I know that. But perhaps there are others who don’t look at it that way. I just want you to be safe. You know what I always tell you—you can never trust anybody but your family.”

“I am always careful,” Layla replied. “I have eyes in the back of my head like Hala, and ears as big as that ridiculous elephant behind me.”

Najama giggled.

Sunny could not believe what a formidable young woman Layla had grown into. Well, actually, she could. When Layla had first arrived in the States as a sixteen-year-old with a one-year student visa, she had clung fiercely to her traditions. She’d stayed at Sunny’s place, on Twimbly Island off the coast of Washington, where things had started out rough. There Layla was a fish way out of water. But when the year was up, she’d returned to Kabul a changed person. Not that she’d given up an ounce of her identity—she’d simply expanded it with a mind that embraced new thoughts and a voice unafraid to question everything.
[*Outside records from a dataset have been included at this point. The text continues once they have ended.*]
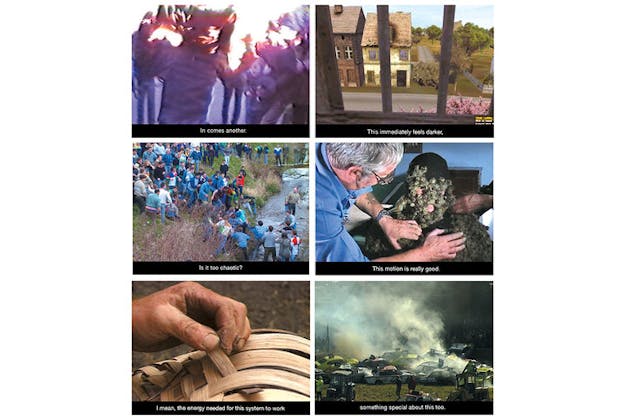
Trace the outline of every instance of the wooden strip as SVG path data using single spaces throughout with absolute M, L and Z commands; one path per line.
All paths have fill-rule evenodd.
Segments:
M 254 350 L 234 354 L 232 364 L 240 371 L 252 367 L 279 367 L 310 376 L 310 360 L 287 351 Z
M 185 398 L 191 397 L 191 394 L 195 391 L 193 388 L 193 376 L 187 374 L 182 377 L 182 380 L 180 380 L 180 388 L 182 389 L 182 394 Z
M 300 335 L 295 334 L 292 331 L 286 331 L 284 329 L 273 329 L 273 328 L 256 328 L 251 330 L 252 334 L 289 334 L 295 337 Z
M 219 372 L 223 377 L 228 377 L 236 373 L 236 367 L 234 367 L 230 358 L 221 348 L 215 348 L 212 351 L 208 351 L 207 354 L 212 363 L 219 369 Z M 258 393 L 259 391 L 260 389 L 250 388 L 241 390 L 240 392 L 244 394 L 252 394 Z
M 310 340 L 288 334 L 254 334 L 241 351 L 284 349 L 310 355 Z
M 264 389 L 256 394 L 228 394 L 220 400 L 227 402 L 309 402 L 310 397 L 288 390 Z
M 273 369 L 242 370 L 211 385 L 210 392 L 217 394 L 258 386 L 282 388 L 308 395 L 310 393 L 310 378 Z
M 228 358 L 227 354 L 221 348 L 217 347 L 214 350 L 209 351 L 208 357 L 223 377 L 227 377 L 236 372 L 236 367 L 232 365 L 232 362 Z

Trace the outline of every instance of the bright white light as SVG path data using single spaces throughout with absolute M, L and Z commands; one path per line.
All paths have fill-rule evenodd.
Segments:
M 231 6 L 228 1 L 211 2 L 209 6 L 200 6 L 206 9 L 223 10 Z M 269 21 L 277 26 L 277 20 L 284 13 L 295 10 L 297 6 L 267 4 L 266 2 L 254 2 L 252 4 L 244 4 L 236 6 L 233 9 L 236 13 L 236 23 L 234 24 L 234 32 L 230 38 L 230 52 L 228 53 L 228 61 L 232 69 L 236 69 L 240 64 L 240 58 L 245 53 L 245 42 L 242 39 L 247 35 L 251 35 L 251 47 L 254 48 L 256 42 L 264 42 L 267 37 L 267 29 Z M 297 32 L 288 27 L 282 26 L 280 33 L 271 32 L 270 39 L 273 44 L 286 45 L 286 40 L 292 40 L 296 37 Z M 253 49 L 255 53 L 255 49 Z
M 168 29 L 163 26 L 156 29 L 150 35 L 149 39 L 147 40 L 152 42 L 154 40 L 163 40 L 163 39 L 167 39 L 169 43 L 171 44 L 171 46 L 176 47 L 176 48 L 180 46 L 182 44 L 182 41 L 184 40 L 181 34 L 179 34 L 178 32 L 174 32 L 173 30 Z

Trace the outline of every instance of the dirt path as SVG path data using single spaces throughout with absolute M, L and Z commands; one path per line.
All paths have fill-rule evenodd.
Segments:
M 309 223 L 309 169 L 308 168 L 295 168 L 288 169 L 282 174 L 282 190 L 279 194 L 270 197 L 267 203 L 258 211 L 257 219 L 262 220 L 264 225 L 272 225 L 276 229 L 281 229 L 280 223 L 284 221 L 284 202 L 286 196 L 297 188 L 302 195 L 297 210 L 295 212 L 295 218 L 297 223 L 297 233 L 304 239 L 304 243 L 309 241 L 308 223 Z M 300 247 L 300 253 L 308 253 L 305 244 Z M 258 254 L 258 258 L 261 257 L 262 249 Z M 278 253 L 279 254 L 279 253 Z M 306 258 L 300 254 L 299 260 L 307 261 Z

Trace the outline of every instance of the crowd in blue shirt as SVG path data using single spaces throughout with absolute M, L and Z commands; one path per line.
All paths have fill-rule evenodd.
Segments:
M 132 155 L 133 194 L 139 213 L 160 214 L 165 223 L 166 218 L 179 219 L 180 208 L 193 212 L 201 207 L 203 241 L 212 240 L 215 255 L 226 253 L 227 243 L 231 241 L 230 246 L 237 249 L 234 251 L 238 251 L 240 260 L 256 260 L 259 254 L 264 254 L 264 260 L 268 261 L 268 254 L 272 261 L 294 261 L 301 244 L 294 215 L 286 213 L 284 222 L 276 224 L 275 228 L 271 226 L 270 230 L 262 221 L 250 226 L 249 217 L 255 218 L 257 212 L 255 198 L 244 193 L 247 176 L 244 165 L 235 178 L 228 175 L 232 157 L 240 158 L 241 162 L 246 159 L 250 163 L 267 163 L 268 146 L 257 145 L 254 149 L 253 145 L 136 144 Z M 281 149 L 279 145 L 276 148 Z M 280 158 L 282 155 L 283 149 Z M 215 168 L 212 174 L 204 170 L 212 169 L 221 157 L 223 161 L 218 170 Z M 278 226 L 283 227 L 278 230 Z M 284 239 L 288 243 L 282 242 Z M 276 241 L 279 251 L 275 249 Z

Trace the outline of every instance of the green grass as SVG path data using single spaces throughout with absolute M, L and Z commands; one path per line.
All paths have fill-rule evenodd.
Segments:
M 431 396 L 446 400 L 455 390 L 455 386 L 423 386 L 417 385 L 416 390 L 431 394 Z M 356 384 L 355 400 L 358 402 L 394 402 L 396 401 L 396 385 L 394 384 Z M 401 388 L 401 397 L 405 398 L 407 386 Z M 327 395 L 327 385 L 323 386 L 323 397 Z
M 470 61 L 472 62 L 472 75 L 480 81 L 490 73 L 490 66 L 494 57 L 494 49 L 490 47 L 483 48 L 472 54 Z

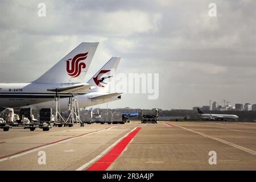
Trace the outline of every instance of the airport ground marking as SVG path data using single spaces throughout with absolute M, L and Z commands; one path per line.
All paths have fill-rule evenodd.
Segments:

It wasn’t long before they entered the Qala-e-Fathullah district, where the old coffee shop sat. “They paved the roads!”
Everyone nodded. Jack had had a point when he’d insisted, some sixteen years ago already, that it was time to give Afghanistan back to the Afghans. The progress that had been made, against so many odds, was undeniable.
But just around the next corner Sunny was met with a harsh dose of reality that made the hair on her arms stand on end, despite the sweltering heat. Shahr-e Naw Park, with its tall, old pine trees and patchy lawn, had in her time been a place for locals to gather for games of chess and carrom, and, sadly, to buy and sell drugs—especially after dark. Back then it was mainly men who wandered the park’s walkways or stretched
out on the scrappy ground, but what Sunny saw now was what appeared to be a new population. Dozens of burqa-clad women were balancing babies on their hips and shepherding little ones around makeshift shelters strung between the trees and pop-up tents that rose from the ground like big neon mushrooms.
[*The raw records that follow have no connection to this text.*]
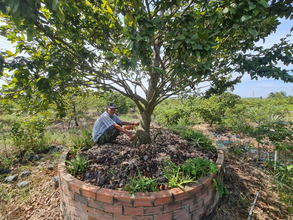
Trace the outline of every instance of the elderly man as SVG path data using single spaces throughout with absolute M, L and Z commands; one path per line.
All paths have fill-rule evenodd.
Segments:
M 115 114 L 118 108 L 114 103 L 107 105 L 106 111 L 98 119 L 93 129 L 93 139 L 94 142 L 102 144 L 109 143 L 115 139 L 120 131 L 127 134 L 131 141 L 135 139 L 131 132 L 125 130 L 122 125 L 139 125 L 139 122 L 126 122 L 122 121 Z

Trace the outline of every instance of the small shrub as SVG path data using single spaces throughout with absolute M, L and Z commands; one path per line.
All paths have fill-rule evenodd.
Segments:
M 156 182 L 156 179 L 152 179 L 149 177 L 142 177 L 137 168 L 139 177 L 134 177 L 132 178 L 126 176 L 130 180 L 127 181 L 125 188 L 130 193 L 144 192 L 149 195 L 149 192 L 158 191 L 157 186 L 159 184 Z
M 81 174 L 86 172 L 90 166 L 91 161 L 88 158 L 81 156 L 79 153 L 76 155 L 76 158 L 73 157 L 73 161 L 64 160 L 69 165 L 65 166 L 67 172 L 73 176 Z
M 184 139 L 189 141 L 187 143 L 192 145 L 193 147 L 198 147 L 202 150 L 214 153 L 216 152 L 212 141 L 201 132 L 188 128 L 183 131 L 180 135 Z
M 215 163 L 208 160 L 199 158 L 192 158 L 186 160 L 185 163 L 180 167 L 180 169 L 184 171 L 186 175 L 194 178 L 195 180 L 210 172 L 215 173 L 218 171 L 218 167 Z

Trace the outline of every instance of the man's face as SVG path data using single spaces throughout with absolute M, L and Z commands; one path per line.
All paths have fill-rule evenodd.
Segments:
M 106 110 L 109 114 L 111 116 L 114 115 L 115 112 L 116 111 L 116 109 L 115 108 L 107 108 Z

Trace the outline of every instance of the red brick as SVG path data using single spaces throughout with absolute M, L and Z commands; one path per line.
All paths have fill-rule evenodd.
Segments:
M 125 215 L 143 215 L 144 214 L 143 207 L 130 207 L 124 206 L 123 208 Z
M 113 204 L 114 195 L 116 192 L 109 189 L 101 188 L 97 192 L 97 200 Z
M 83 219 L 88 219 L 88 216 L 87 213 L 84 212 L 81 210 L 76 209 L 74 211 L 74 215 L 83 220 Z
M 191 205 L 189 207 L 189 210 L 190 211 L 193 212 L 200 209 L 201 209 L 202 207 L 203 202 L 203 200 L 202 200 L 199 201 L 196 203 Z
M 102 219 L 103 220 L 113 220 L 114 217 L 113 214 L 112 213 L 108 213 L 104 212 L 103 211 L 97 210 L 96 214 L 98 219 Z
M 88 220 L 100 220 L 99 219 L 97 219 L 96 218 L 91 216 L 90 215 L 88 216 Z
M 64 187 L 63 189 L 64 192 L 65 193 L 65 194 L 69 197 L 74 199 L 74 192 L 69 190 L 69 188 L 65 186 Z
M 114 220 L 130 220 L 133 219 L 133 216 L 129 215 L 114 215 Z
M 169 205 L 164 205 L 164 213 L 172 211 L 175 210 L 179 209 L 181 207 L 181 202 L 178 202 Z
M 96 209 L 84 204 L 81 205 L 81 211 L 88 215 L 94 216 L 96 215 Z
M 173 219 L 173 212 L 164 214 L 159 214 L 155 216 L 155 220 L 172 220 Z
M 152 192 L 149 192 L 148 195 L 145 192 L 137 192 L 134 194 L 133 206 L 152 206 L 154 204 L 154 196 Z
M 188 214 L 185 216 L 176 219 L 176 220 L 192 220 L 192 218 L 191 217 L 191 213 Z
M 87 198 L 81 196 L 79 194 L 75 192 L 74 193 L 74 200 L 76 201 L 77 201 L 82 204 L 87 205 L 88 200 L 88 199 Z
M 171 190 L 163 190 L 154 192 L 155 206 L 169 204 L 173 201 L 173 195 Z
M 101 211 L 104 211 L 104 203 L 103 202 L 90 199 L 88 201 L 88 206 L 92 208 Z
M 173 216 L 174 219 L 176 218 L 187 215 L 188 214 L 188 209 L 181 209 L 179 210 L 176 210 L 173 212 Z
M 105 211 L 115 214 L 122 214 L 122 207 L 117 205 L 105 204 Z
M 78 217 L 74 215 L 74 212 L 70 213 L 70 219 L 71 220 L 79 220 Z
M 207 188 L 212 185 L 212 178 L 209 177 L 205 176 L 202 177 L 198 180 L 198 182 L 202 184 L 202 187 Z
M 98 191 L 100 188 L 100 187 L 94 186 L 88 183 L 83 186 L 81 189 L 81 196 L 87 198 L 95 199 Z
M 154 216 L 134 216 L 133 219 L 134 220 L 153 220 Z
M 144 215 L 161 214 L 163 213 L 163 206 L 154 206 L 153 207 L 144 207 Z
M 76 179 L 69 183 L 69 189 L 80 195 L 80 189 L 86 183 L 79 180 Z
M 191 199 L 187 199 L 181 201 L 181 208 L 188 209 L 190 205 L 195 203 L 195 200 L 194 198 Z
M 171 191 L 174 195 L 175 197 L 174 201 L 176 202 L 190 198 L 190 195 L 188 194 L 188 191 L 187 191 L 187 192 L 185 192 L 180 188 L 171 189 Z
M 194 219 L 198 217 L 205 212 L 205 210 L 202 208 L 198 209 L 192 212 L 192 216 Z
M 75 201 L 73 199 L 70 199 L 69 204 L 71 206 L 74 207 L 76 209 L 81 210 L 81 205 L 78 202 Z
M 67 187 L 69 189 L 69 183 L 75 180 L 75 178 L 68 173 L 67 175 L 63 176 L 62 177 L 59 177 L 59 178 L 61 180 L 62 185 L 64 187 Z
M 133 197 L 129 192 L 117 191 L 114 195 L 115 205 L 132 206 L 133 204 Z
M 203 199 L 204 198 L 207 196 L 207 189 L 205 189 L 205 190 L 200 193 L 198 194 L 196 198 L 196 201 L 197 202 Z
“What the hell is going on there?” she asked. “Who are they?”
“Refugees,” Yazmina replied softly. “From the provinces in the north—Takhar, Kunduz, Badakhshan. Many have run from homes that have been taken or burned to the ground by the Taliban. Their towns and villages have been destroyed, their men killed. Some have been sent by their husbands and fathers, who have stayed behind to protect their homes. They have nowhere to go, and their numbers are growing by the day.”
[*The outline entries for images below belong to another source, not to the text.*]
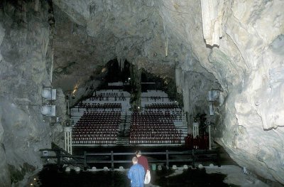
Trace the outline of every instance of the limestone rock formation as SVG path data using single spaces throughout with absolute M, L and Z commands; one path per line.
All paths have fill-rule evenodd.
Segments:
M 0 2 L 0 186 L 23 186 L 42 167 L 39 149 L 51 143 L 51 119 L 40 114 L 52 71 L 50 7 L 36 1 Z

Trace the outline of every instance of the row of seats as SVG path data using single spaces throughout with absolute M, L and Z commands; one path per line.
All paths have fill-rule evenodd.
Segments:
M 81 108 L 121 109 L 121 103 L 82 103 L 78 105 Z
M 178 115 L 176 113 L 170 112 L 165 111 L 144 111 L 143 112 L 134 112 L 133 114 L 133 119 L 141 119 L 141 120 L 151 120 L 154 119 L 172 119 L 172 120 L 182 120 L 182 114 Z
M 153 103 L 151 105 L 145 105 L 145 109 L 146 110 L 177 110 L 178 109 L 180 109 L 180 107 L 175 103 Z
M 117 140 L 121 112 L 84 112 L 72 127 L 74 144 L 114 144 Z
M 133 112 L 129 144 L 180 144 L 181 132 L 173 124 L 170 113 Z
M 124 92 L 102 92 L 96 95 L 96 97 L 124 97 Z

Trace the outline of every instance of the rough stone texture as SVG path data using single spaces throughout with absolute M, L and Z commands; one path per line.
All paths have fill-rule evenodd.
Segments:
M 222 87 L 216 140 L 241 166 L 284 183 L 283 1 L 214 0 L 218 11 L 205 15 L 210 26 L 202 25 L 199 0 L 53 2 L 86 28 L 99 51 L 107 49 L 102 63 L 116 56 L 172 78 L 180 68 L 178 91 L 193 115 L 206 110 L 207 92 L 219 85 L 204 82 L 216 78 Z M 218 48 L 206 45 L 204 28 L 207 43 Z M 191 82 L 194 77 L 200 84 Z
M 6 1 L 0 6 L 5 10 L 0 12 L 4 18 L 0 21 L 0 91 L 5 101 L 1 106 L 21 115 L 9 123 L 1 115 L 1 124 L 4 132 L 13 127 L 8 134 L 16 134 L 22 128 L 18 122 L 24 122 L 25 129 L 35 131 L 36 141 L 43 132 L 35 127 L 44 127 L 44 134 L 51 131 L 42 122 L 38 107 L 28 105 L 39 104 L 41 87 L 52 74 L 50 16 L 45 1 L 38 6 Z M 208 6 L 202 1 L 202 7 Z M 175 73 L 184 109 L 192 116 L 208 112 L 208 91 L 219 88 L 215 140 L 241 166 L 284 183 L 284 2 L 210 2 L 217 9 L 209 9 L 208 14 L 202 12 L 200 0 L 53 0 L 53 83 L 64 93 L 75 90 L 75 103 L 98 85 L 95 79 L 109 60 L 126 59 L 162 78 L 175 78 Z M 202 14 L 212 25 L 202 22 Z M 15 164 L 11 159 L 20 151 L 13 155 L 9 150 L 13 144 L 4 134 L 0 139 L 6 156 L 0 164 L 6 166 Z M 25 142 L 33 144 L 31 139 Z M 1 173 L 0 178 L 9 175 Z
M 50 118 L 40 114 L 50 85 L 49 6 L 38 3 L 0 2 L 0 186 L 23 186 L 42 167 L 39 149 L 50 146 Z

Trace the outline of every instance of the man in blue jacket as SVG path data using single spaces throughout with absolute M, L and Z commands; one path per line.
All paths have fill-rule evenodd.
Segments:
M 133 165 L 127 173 L 127 176 L 131 181 L 131 187 L 143 187 L 144 185 L 145 171 L 142 165 L 138 164 L 136 156 L 132 158 Z

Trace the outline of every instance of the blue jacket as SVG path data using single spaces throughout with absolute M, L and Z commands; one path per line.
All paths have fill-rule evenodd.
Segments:
M 133 165 L 127 173 L 128 178 L 131 181 L 131 187 L 143 187 L 144 176 L 144 168 L 139 164 Z

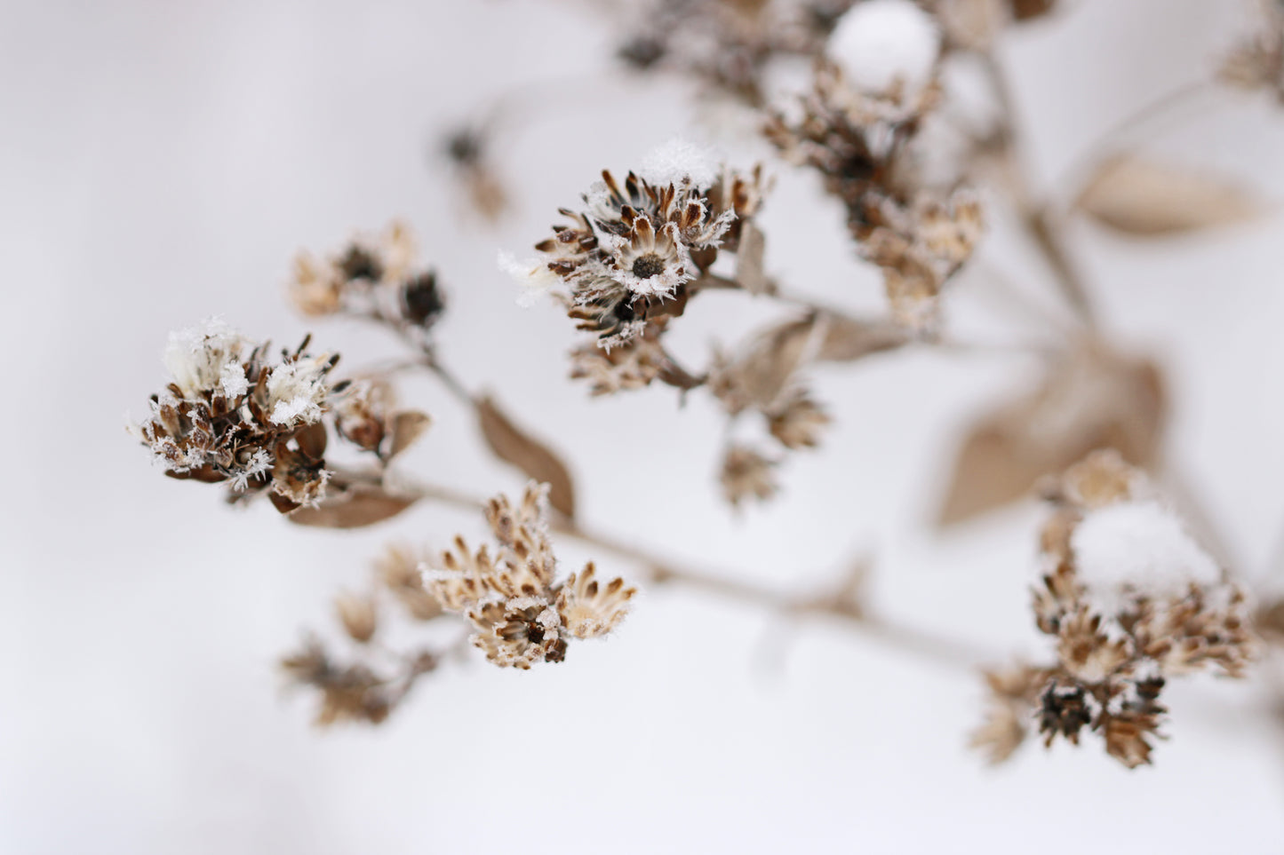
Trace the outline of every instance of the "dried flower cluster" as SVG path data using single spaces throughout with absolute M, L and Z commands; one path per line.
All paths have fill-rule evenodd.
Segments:
M 535 245 L 541 259 L 510 264 L 535 286 L 565 285 L 568 313 L 603 350 L 637 339 L 657 348 L 668 320 L 682 315 L 719 250 L 740 248 L 761 204 L 760 168 L 716 177 L 702 163 L 682 162 L 670 172 L 655 184 L 629 172 L 621 187 L 603 171 L 583 195 L 586 209 L 561 209 L 571 223 L 553 226 L 553 236 Z
M 592 562 L 557 582 L 548 540 L 547 485 L 530 484 L 514 506 L 499 496 L 487 506 L 498 542 L 494 556 L 473 552 L 464 538 L 426 565 L 425 587 L 447 611 L 476 629 L 473 643 L 501 666 L 529 669 L 560 662 L 573 638 L 597 638 L 615 629 L 637 593 L 623 579 L 601 583 Z
M 1115 452 L 1071 467 L 1049 498 L 1034 611 L 1057 661 L 989 674 L 990 712 L 973 745 L 1002 761 L 1028 727 L 1049 746 L 1058 736 L 1077 745 L 1088 728 L 1124 765 L 1147 764 L 1168 679 L 1243 675 L 1257 646 L 1245 593 Z
M 637 71 L 669 71 L 750 104 L 781 56 L 813 56 L 859 0 L 654 0 L 625 23 L 619 56 Z
M 401 222 L 358 234 L 336 253 L 294 259 L 290 300 L 306 316 L 351 315 L 426 331 L 446 304 L 431 270 L 415 270 L 415 241 Z
M 428 416 L 393 407 L 393 393 L 371 379 L 331 381 L 335 356 L 311 356 L 308 339 L 279 362 L 267 343 L 250 347 L 221 321 L 175 332 L 166 350 L 172 381 L 152 397 L 152 412 L 132 433 L 176 479 L 223 483 L 229 501 L 266 494 L 277 511 L 306 524 L 349 524 L 381 505 L 383 516 L 411 499 L 381 487 L 383 470 L 428 426 Z M 330 426 L 374 471 L 327 463 Z M 357 519 L 361 517 L 361 519 Z M 383 517 L 380 517 L 383 519 Z M 325 522 L 318 522 L 325 520 Z
M 281 659 L 281 669 L 291 686 L 320 695 L 318 725 L 383 723 L 406 698 L 415 680 L 444 661 L 449 651 L 439 647 L 393 651 L 372 643 L 380 625 L 392 619 L 381 605 L 389 596 L 415 621 L 426 623 L 443 615 L 440 605 L 424 589 L 419 562 L 420 556 L 413 551 L 392 547 L 376 562 L 374 592 L 343 593 L 335 598 L 335 614 L 353 648 L 348 661 L 340 661 L 316 637 L 308 637 L 300 650 Z
M 252 348 L 218 321 L 172 334 L 172 380 L 135 434 L 171 478 L 227 481 L 239 494 L 271 488 L 282 514 L 317 505 L 330 479 L 320 422 L 338 356 L 311 356 L 307 344 L 272 363 L 266 343 Z
M 941 289 L 982 231 L 972 191 L 928 187 L 917 176 L 915 136 L 939 98 L 932 78 L 862 89 L 840 63 L 822 59 L 801 119 L 777 113 L 767 126 L 781 153 L 819 172 L 842 202 L 860 255 L 882 268 L 894 315 L 924 332 L 935 330 Z
M 1221 78 L 1284 101 L 1284 5 L 1279 0 L 1260 0 L 1258 5 L 1257 27 L 1226 56 Z
M 1168 680 L 1195 671 L 1240 677 L 1257 652 L 1244 589 L 1154 496 L 1138 467 L 1159 460 L 1166 426 L 1161 367 L 1127 354 L 1098 322 L 1048 205 L 1019 175 L 1012 105 L 985 128 L 960 131 L 966 163 L 930 163 L 932 130 L 946 103 L 942 64 L 973 54 L 995 100 L 1008 87 L 994 54 L 1013 22 L 1048 15 L 1054 0 L 652 0 L 620 55 L 638 71 L 669 69 L 749 107 L 767 140 L 818 173 L 837 199 L 858 254 L 881 270 L 890 312 L 859 318 L 794 293 L 768 276 L 758 217 L 764 167 L 737 172 L 675 141 L 623 181 L 602 172 L 566 222 L 535 244 L 529 262 L 501 266 L 530 290 L 551 291 L 582 331 L 570 374 L 593 395 L 664 384 L 684 398 L 704 389 L 725 419 L 718 478 L 738 508 L 781 490 L 786 457 L 817 448 L 829 425 L 810 370 L 854 363 L 913 344 L 963 345 L 946 335 L 941 294 L 972 258 L 982 234 L 978 195 L 990 159 L 1005 180 L 1016 220 L 1073 317 L 1040 308 L 1036 343 L 1043 381 L 966 431 L 940 522 L 968 519 L 1046 485 L 1052 512 L 1041 533 L 1037 629 L 1053 653 L 986 675 L 990 711 L 973 743 L 991 761 L 1037 730 L 1077 745 L 1095 733 L 1129 768 L 1150 761 L 1167 712 Z M 629 10 L 638 10 L 633 4 Z M 1228 60 L 1222 77 L 1284 100 L 1284 6 L 1263 4 L 1262 26 Z M 796 104 L 765 105 L 777 58 L 810 60 L 810 90 Z M 962 109 L 962 108 L 959 108 Z M 482 126 L 479 126 L 480 128 Z M 505 207 L 488 137 L 467 128 L 449 140 L 451 162 L 487 217 Z M 1108 146 L 1106 146 L 1108 148 Z M 1216 176 L 1158 167 L 1124 153 L 1103 158 L 1068 214 L 1131 236 L 1174 235 L 1256 216 L 1261 205 Z M 776 300 L 787 315 L 741 341 L 714 347 L 704 366 L 679 365 L 666 335 L 706 290 Z M 294 522 L 356 528 L 424 499 L 484 510 L 494 543 L 462 538 L 429 555 L 389 549 L 375 584 L 334 603 L 351 650 L 335 655 L 308 637 L 282 660 L 290 682 L 320 697 L 318 724 L 379 724 L 416 680 L 469 646 L 503 668 L 559 662 L 573 639 L 602 637 L 624 619 L 637 591 L 598 579 L 586 565 L 560 578 L 550 528 L 647 567 L 656 582 L 700 585 L 790 614 L 878 626 L 864 596 L 863 562 L 822 597 L 785 598 L 754 583 L 705 575 L 598 535 L 577 515 L 573 470 L 489 394 L 447 370 L 433 336 L 444 302 L 433 270 L 419 268 L 408 230 L 392 223 L 357 234 L 322 257 L 302 253 L 289 281 L 307 317 L 349 317 L 393 331 L 410 350 L 384 367 L 334 380 L 338 357 L 312 356 L 308 340 L 268 358 L 222 324 L 171 338 L 171 383 L 152 398 L 135 435 L 172 478 L 227 483 L 232 501 L 267 496 Z M 1028 307 L 1027 307 L 1028 308 Z M 1030 320 L 1027 317 L 1027 320 Z M 986 343 L 981 343 L 985 348 Z M 999 349 L 999 348 L 994 348 Z M 1016 348 L 1012 348 L 1016 349 Z M 410 487 L 393 461 L 426 429 L 426 415 L 397 403 L 392 376 L 421 370 L 475 420 L 485 448 L 530 479 L 520 502 L 487 503 L 452 488 Z M 331 436 L 333 434 L 333 436 Z M 336 440 L 331 443 L 331 439 Z M 1093 449 L 1112 451 L 1093 451 Z M 351 460 L 344 460 L 344 454 Z M 1086 454 L 1086 457 L 1085 457 Z M 1079 462 L 1076 462 L 1079 461 Z M 552 510 L 550 510 L 552 508 Z M 395 620 L 433 638 L 392 646 Z M 1284 639 L 1284 602 L 1258 619 Z M 886 621 L 883 628 L 903 630 Z M 460 630 L 438 643 L 440 630 Z M 926 633 L 887 632 L 922 652 Z M 446 635 L 449 642 L 451 635 Z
Ahmet had slowed, as if in respect for these women and their children. Once again the car grew quiet.
“Stupid Talib idiots,” Halajan muttered as they made the next turn. Here, the street was as full of pedestrians as ever, the chokidors at their posts dressed in black with their weapons slung across their puffed-out chests, as if they’d been standing guard ever since Sunny left.

And there it was. The turquoise gate, that crazy wall. The little coffee shop of Kabul. Sunny was home.